Les Romains, contraints de se rembarquer, furent poussés par une nouvelle tempête sur les côtes de la Lucanie, aux environs du cap Palinure, non loin de Pœstum. Là ils descendirent à l’embouchure du petit fleuve Molpha, ou Melfi[1], et fondèrent une ville à laquelle ils donnèrent le nom de ce fleuve. Leur séjour dans cette ville fut encore de courte durée. Les Barbares avaient envahi l’Italie ; les villes situées aux bords des fleuves et dans les plaines étaient exposées à leurs déprédations ; la plupart des colons de Melfi désertèrent donc leur ville ; qui ne tarda pas à être ruinée de fond en comble. On voit encore au midi du village de Molpha, construit sur l’emplacement de la ville antique, une vaste grotte, appelée la grotta delle Ossa, où sont entassés des monceaux d’ossemens humains pétrifiés. Les gens du pays racontent que ce sont les ossemens des habitans de Melfi qui ne s’étaient pas retirés à temps devant les Barbares. Orose, qui écrivait cinquante ans après la prise de Rome par Alaric, prétend que ces ossemens appartenaient aux naufragés d’une flotte romaine qui, vers la fin de la république, s’était perdue dans ces parages à son retour d’Afrique[2].

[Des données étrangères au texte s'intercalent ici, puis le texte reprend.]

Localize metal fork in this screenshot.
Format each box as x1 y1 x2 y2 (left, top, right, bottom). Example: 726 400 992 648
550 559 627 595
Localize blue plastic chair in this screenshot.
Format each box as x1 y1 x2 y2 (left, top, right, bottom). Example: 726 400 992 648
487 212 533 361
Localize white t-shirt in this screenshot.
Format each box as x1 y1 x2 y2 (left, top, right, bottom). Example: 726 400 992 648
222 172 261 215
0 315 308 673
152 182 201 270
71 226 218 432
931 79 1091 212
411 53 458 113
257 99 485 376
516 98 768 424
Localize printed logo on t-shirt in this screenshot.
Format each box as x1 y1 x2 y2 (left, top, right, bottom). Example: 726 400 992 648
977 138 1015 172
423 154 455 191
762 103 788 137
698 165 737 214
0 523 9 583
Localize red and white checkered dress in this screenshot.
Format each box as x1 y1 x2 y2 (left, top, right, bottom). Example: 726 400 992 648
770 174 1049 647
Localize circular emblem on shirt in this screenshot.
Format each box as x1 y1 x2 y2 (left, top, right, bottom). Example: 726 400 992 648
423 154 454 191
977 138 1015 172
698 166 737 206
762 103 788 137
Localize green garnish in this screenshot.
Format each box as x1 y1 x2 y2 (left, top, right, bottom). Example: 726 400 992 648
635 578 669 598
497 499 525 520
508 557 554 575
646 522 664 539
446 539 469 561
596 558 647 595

En quittant Melfi, la colonie romaine s’était réfugiée à Éboli ; mais cette ville, quoique protégée par une double chaîne de montagnes, n’était pas encore à l’abri des incursions des Barbares ; il fallait donc trouver un nouvel asile[3].

Vers le centre de l’échancrure que forme le golfe de Salerne, au fond d’une petite baie comprise entre le cap du Tombeau et le promontoire de la Conque, s’élève un énorme rocher taillé à pic sur trois de ses faces. Ce rocher, séparé de la grande chaîne du mont Saint-Angelo par de profonds ravins et isolé du reste de la côte par deux torrens qui, à sa droite et à sa gauche, coulent au fond d’étroites vallées, fait face à la mer dans laquelle sa base plonge perpendiculairement. Ce rocher offrait donc à la colonie l’inaccessible refuge qu’elle cherchait ; ses barques pouvaient s’abriter sur le rivage et à l’embouchure des deux torrens ; de vastes pâturages couvraient la cime des monts voisins, et à leur base croissaient la vigne, l’olivier, l’oranger et le figuier. Ce roc faisait partie

  1. Et non à Melphi dans la Pouille, comme l’ont avancé quelques auteurs, entre autres M. de Sismondi. Melphi dans la Pouille est située à quarante milles du cap Palinure, dans l’intérieur des terres. De plus, cette ville n’a été fondée qu’en 937.
  2. P. Orose, lib. IV, cap. IX.
  3. Et quia similiter dictus locus Ebuli non erat tutus propter continua prælia… rapinas, etc. Deliberaverunt quietudinem requirere quæ tum temporis in Italiam non reperiebatur nisi in hæremis ac asperrimis locis et montaneis. (Chronic. amalphitanum.)